Trumpet lilies are hardy to Zone 4 and require the same care as Orientals on the Prairies, with the exception that they prefer full sun. Because they are not hardy, we grow our trumpets in pots. Trumpets are fragrant and usually grow quite tall, making them ideal at the back of a perennial bed, or against a building or fence. They too can be successfully grown in pots and overwintered.
Martagon lilies are a hybrid which feature dainty, down-facing or turk's cap flowers. Flowers are produced in abundance, sometimes with 50 per stem! They are ideal for shady spots and should not be disturbed once planted. Make sure you mulch your Martagons if you live in an area with hot summers. Currently we do not list any Martagons for sale. Martagons are very slow to propagate and increase, thus their higher purchase price - up to $95.00 per bulb!
Orienpets & Easterpets (OT) combine the beauty of Orientals with the garden traits of the Trumpets and Aurelian Hybrids. They often have more intense colors in cooler weather, with the colors fading in high heat. Orienpets grow quite tall and bloom later, from mid-August through to October, depending on the weather. We have listed a few Orienpets from the farm of Columbia-Platte, guaranteed to be great garden performers when it comes from the talented breeding of Judith Freeman! We also list many of Dr. Wilbert Ronald & Lynn Collicut's selections. Orienpets should be planted in spring, mulched heavily in fall or overwintered in pots on the Prairies.

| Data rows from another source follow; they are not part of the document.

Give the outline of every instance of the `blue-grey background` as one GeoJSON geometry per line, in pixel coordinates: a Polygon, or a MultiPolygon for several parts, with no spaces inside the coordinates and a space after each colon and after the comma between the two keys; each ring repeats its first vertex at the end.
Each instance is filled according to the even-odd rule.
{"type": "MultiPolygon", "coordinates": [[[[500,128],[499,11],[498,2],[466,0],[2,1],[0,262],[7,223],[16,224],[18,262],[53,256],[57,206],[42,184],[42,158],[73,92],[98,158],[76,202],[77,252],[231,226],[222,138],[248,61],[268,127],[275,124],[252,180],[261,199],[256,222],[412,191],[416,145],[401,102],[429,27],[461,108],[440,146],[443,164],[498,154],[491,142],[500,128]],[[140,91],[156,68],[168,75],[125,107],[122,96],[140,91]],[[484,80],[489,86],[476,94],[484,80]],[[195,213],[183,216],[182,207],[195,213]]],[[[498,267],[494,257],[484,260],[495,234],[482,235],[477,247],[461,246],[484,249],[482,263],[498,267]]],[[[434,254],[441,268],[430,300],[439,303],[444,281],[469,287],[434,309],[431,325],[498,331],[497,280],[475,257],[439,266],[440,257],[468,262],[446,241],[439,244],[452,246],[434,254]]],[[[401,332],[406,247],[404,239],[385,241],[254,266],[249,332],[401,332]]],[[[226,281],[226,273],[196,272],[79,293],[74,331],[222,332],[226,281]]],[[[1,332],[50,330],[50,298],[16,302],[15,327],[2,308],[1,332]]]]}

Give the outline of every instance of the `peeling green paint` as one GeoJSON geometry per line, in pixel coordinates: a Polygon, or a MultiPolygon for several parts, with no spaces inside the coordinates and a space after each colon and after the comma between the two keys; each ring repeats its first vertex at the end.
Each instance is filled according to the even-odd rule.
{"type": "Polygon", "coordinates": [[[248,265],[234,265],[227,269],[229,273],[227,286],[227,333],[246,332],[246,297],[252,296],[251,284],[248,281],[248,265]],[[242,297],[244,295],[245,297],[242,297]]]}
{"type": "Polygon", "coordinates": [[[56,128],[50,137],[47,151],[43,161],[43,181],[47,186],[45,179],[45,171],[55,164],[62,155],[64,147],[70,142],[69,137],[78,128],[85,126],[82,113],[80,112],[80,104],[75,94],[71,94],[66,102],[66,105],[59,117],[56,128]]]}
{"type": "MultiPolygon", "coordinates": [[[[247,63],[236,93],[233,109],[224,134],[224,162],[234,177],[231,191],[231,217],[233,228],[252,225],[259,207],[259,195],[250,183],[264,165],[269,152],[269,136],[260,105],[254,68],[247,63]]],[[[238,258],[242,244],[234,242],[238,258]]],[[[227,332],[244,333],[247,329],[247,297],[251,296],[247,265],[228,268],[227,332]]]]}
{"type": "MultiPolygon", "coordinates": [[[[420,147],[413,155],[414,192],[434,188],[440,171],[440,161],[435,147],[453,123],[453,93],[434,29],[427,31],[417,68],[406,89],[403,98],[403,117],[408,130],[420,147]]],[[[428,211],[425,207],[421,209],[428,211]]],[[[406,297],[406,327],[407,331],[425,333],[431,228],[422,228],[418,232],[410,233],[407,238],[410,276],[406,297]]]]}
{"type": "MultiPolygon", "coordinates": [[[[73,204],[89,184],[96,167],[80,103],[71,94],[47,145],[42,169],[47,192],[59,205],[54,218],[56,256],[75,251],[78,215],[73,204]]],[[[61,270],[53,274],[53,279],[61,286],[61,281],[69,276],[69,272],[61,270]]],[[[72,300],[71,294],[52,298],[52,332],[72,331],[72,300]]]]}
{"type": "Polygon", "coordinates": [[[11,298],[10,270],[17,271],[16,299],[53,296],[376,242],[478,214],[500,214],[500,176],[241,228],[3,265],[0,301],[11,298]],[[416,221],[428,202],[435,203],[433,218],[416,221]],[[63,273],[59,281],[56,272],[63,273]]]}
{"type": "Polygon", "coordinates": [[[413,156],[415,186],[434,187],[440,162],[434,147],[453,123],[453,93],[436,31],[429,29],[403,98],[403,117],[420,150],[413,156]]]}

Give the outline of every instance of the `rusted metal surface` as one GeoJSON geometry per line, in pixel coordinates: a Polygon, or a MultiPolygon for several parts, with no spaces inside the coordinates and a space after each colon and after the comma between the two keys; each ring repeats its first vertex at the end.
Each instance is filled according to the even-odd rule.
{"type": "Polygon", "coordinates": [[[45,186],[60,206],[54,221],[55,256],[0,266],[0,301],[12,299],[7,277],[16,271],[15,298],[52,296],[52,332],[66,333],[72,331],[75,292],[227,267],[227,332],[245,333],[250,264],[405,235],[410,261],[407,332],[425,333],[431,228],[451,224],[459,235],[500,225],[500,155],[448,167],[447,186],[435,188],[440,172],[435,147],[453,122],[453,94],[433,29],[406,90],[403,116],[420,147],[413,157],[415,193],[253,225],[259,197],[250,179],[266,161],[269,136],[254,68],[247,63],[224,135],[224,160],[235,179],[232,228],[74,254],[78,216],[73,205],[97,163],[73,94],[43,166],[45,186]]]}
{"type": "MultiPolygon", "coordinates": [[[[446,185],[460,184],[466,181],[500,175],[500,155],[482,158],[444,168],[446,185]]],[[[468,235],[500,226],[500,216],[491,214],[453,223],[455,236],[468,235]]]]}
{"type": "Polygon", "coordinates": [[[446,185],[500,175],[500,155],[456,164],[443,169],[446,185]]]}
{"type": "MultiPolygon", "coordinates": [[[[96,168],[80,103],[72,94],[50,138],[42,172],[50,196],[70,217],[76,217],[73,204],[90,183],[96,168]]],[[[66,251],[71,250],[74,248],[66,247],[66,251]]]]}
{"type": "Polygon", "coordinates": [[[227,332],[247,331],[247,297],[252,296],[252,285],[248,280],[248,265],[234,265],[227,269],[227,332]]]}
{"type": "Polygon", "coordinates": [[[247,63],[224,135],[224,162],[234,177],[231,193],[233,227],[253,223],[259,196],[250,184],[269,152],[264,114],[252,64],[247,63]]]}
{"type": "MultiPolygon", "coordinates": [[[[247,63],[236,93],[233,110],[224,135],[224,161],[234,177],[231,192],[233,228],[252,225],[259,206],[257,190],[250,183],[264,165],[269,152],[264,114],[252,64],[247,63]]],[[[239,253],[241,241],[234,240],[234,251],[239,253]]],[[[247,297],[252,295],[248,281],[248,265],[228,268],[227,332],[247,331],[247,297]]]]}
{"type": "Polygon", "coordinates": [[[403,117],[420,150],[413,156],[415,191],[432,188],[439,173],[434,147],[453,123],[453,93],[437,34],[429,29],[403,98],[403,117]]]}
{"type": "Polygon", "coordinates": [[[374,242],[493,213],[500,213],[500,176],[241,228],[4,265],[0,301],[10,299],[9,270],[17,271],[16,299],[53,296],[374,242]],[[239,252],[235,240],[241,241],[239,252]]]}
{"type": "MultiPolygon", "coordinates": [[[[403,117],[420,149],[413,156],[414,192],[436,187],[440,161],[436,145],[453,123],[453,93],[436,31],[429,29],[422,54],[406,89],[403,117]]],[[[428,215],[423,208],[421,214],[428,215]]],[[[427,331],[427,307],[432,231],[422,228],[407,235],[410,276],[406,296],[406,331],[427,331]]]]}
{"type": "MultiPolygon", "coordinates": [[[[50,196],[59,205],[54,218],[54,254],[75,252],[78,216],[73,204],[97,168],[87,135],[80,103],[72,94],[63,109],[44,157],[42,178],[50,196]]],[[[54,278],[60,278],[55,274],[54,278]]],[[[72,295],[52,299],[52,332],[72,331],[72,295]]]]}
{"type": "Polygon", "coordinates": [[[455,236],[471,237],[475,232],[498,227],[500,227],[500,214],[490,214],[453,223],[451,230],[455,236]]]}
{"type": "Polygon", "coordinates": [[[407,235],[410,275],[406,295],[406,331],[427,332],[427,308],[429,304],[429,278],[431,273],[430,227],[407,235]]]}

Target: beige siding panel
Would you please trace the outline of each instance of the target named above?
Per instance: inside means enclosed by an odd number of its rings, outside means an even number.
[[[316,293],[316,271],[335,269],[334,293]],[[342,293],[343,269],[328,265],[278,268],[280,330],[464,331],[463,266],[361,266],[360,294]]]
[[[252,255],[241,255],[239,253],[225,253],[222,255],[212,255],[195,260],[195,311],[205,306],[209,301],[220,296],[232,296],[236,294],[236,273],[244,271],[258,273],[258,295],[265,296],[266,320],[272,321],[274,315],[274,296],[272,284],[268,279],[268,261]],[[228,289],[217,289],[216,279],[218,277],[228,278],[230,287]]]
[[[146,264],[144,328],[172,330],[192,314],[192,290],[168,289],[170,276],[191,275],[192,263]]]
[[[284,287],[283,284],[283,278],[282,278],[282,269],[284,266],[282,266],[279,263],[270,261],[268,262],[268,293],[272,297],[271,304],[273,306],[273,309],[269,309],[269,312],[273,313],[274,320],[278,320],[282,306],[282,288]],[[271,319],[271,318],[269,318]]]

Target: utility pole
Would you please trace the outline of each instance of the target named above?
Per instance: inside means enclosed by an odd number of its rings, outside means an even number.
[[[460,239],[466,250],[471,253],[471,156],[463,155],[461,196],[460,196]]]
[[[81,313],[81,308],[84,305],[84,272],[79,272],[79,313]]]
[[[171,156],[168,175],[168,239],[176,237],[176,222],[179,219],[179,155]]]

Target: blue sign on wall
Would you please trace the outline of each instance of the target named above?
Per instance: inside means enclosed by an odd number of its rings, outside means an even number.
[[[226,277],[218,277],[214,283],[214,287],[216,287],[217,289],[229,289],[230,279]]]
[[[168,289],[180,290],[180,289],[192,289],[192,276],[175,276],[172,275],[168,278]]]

Aurelian/Asiatic or Asiapets (AA) hybrids are yet another newer breakthrough in lily breeding; crosses between hardy Asiatics and the Aurelian trumpets, resulting in hardy bulbs with magnificent, huge, fragrant blooms which show themselves in late August through September. Plant them 8 inches deep, mulch in zones 1 and 2 is recommended, be sure these are in full sun. Finally, a fragrant AND hardy lily for the prairies!
Species lilies are regaining in popularity, and we will slowly add to our line as time goes on. Species take a little longer to propagate as they are in their natural form, the way nature created them. Many originate in Japan or China, and require very specific growing conditions. Many are hardy for our climate, but there just as many that are not.
Oriental/Asiatic (OA) hybrids are the latest of the interdivisional crosses we have growing on our farm, crosses between the oriental and asiatic lilies. Treat exactly as Asiatics, keep in mind they are lightly fragrant and you may want them planted close to your deck or home so you can enjoy the scent. We have had no problems with hardiness of these types in Zone 3. Zone 1-2 may want to mulch the first year to ensure survival over winter.
Longiflorum X Oriental (LO) hybrids will not survive in zones 1-3 without a heavy mulch or protection of some sort over winter. These are a cross between the common easter lily and the oriental hybrids. Plant deeply and treat as you would with Orientals.